もう1つ、1万時間の法則について。よくアーティストやとかギタリスト、バイオリニストが話したりしますが、これはいろいろなプロの人は、何かを1万時間やることによって、初めてプロの域に達することができる、ということです。

(成功とは)この2つの理論の掛け合わせではないかというのが、個人的な考え方です。つまり、「チャンスを掴むためには、プロになっていないといけない」。1万時間超えていないとチャンスは掴めないと思います。ただ1万時間を超えたタイミングでチャンスが来るかどうかが大切です。つまりは、早すぎてもダメだし、遅すぎてもダメなんですよ。

ビジネスはタイミング

ビジネスをやるときにも、世の中がついてきてない、ものすごく早いタイミングでビジネスをやってしまうベンチャー企業があります。早すぎて潰れてしまう会社もけっこうあります。その間はなんとか生き延びて、チャンスが来たときに戦える状態になっておかなければいけない。

この組み合わせがすごく難しいと思います。運がいい人というのは、たまたまこれが交わった人というのが私の考え方です。

私自身もたぶんそうです。フリーランス社会がいつか来ると思いながらも、このタイミングで来ることはまったく予想していなかったです。たまたま安倍政権が働き方改革を始めて2年目のタイミングで、「フリーランス活用を国策としてやります」と言い出してくれたおかげで、大企業がフリーランスを活用しはじめました。

それが追い風になって、東証なども含めて市場がフリーランスをもっと世の中に広めるという波及効果があったので、(東証が)我々の会社を上場するという判断をしてくれたと思っています。これも我々は正直運だったんですよ。なので運とタイミング。これが事業においてはすごく大切だと思っています。

「失敗していいこと・してはいけないこと」の見極め力

最後になりますが、我々は2つのマネジメントを両立させています。絶対に失敗できないマネジメントと失敗してもいいマネジメントという2つがあります。
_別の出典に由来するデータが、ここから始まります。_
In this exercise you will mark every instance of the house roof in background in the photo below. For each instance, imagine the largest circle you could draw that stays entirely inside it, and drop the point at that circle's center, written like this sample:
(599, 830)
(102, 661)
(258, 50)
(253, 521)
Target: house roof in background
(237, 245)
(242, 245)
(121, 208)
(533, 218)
絶対に失敗できないマネジメントは、いわゆるプロジェクトマネジメントみたいなものです。大きな投資だったり、後戻りできないような仕事です。これはいかに失敗せずにやり切るかが大切です。

一方で、失敗してもいいマネジメントがあります。これは例えば営業のプロセス。営業は、100個の会社に戦いに行って、3社受注できればいいですよね。97回失敗するのが大前提です。失敗する中でより精度を高めて改善していくということです。

実は会社の中には、失敗してもいいマネジメントと失敗してはいけないマネジメントの2つが両立しています。これをしっかりと使い分けながら進めていくことが大切です。

新規事業を立ち上げようと思ったときにも、この2つは実は両立しています。例えばシステムを入れる場合は、(スライドを差して)こちらのプロジェクトマネジメント的にやらなくちゃいけません。

事業を立ち上げるときは、ひたすら試行錯誤を繰り返しながら、どういうユーザーがいいんだろうとか、当然のように失敗を繰り返していきます。失敗してもかまわないんですよ。ただ、失敗から学びに向けて次につなげていく。これが重要です。

経営の立場からすると、この2つを常に頭の中に持ちながら、事業をやっていくにあたって、「これは今失敗してもいいよね」「これは失敗してはダメだよね」というように常に意識してほしいと思います。

我々でいうと、最大のリスクは個人情報や機密情報の漏洩、あとは下請法や派遣法等のいくつかの関連法律がありますが、そういったところをちゃんと守りきることに関しては、(スライドを指して)とにかくこっち側で絶対失敗しないようにやっているんですね。

ただ、営業はひたすらこっち(失敗してもいいマネジメント)なんですよ。常にそういった2つのものを意識しながら会社を経営していく。事業を立ち上げていく。ということを大切にしています。これによって物事が進むと思っています。

少し時間をオーバーしてしまいましたが、私からは以上です。ありがとうございました。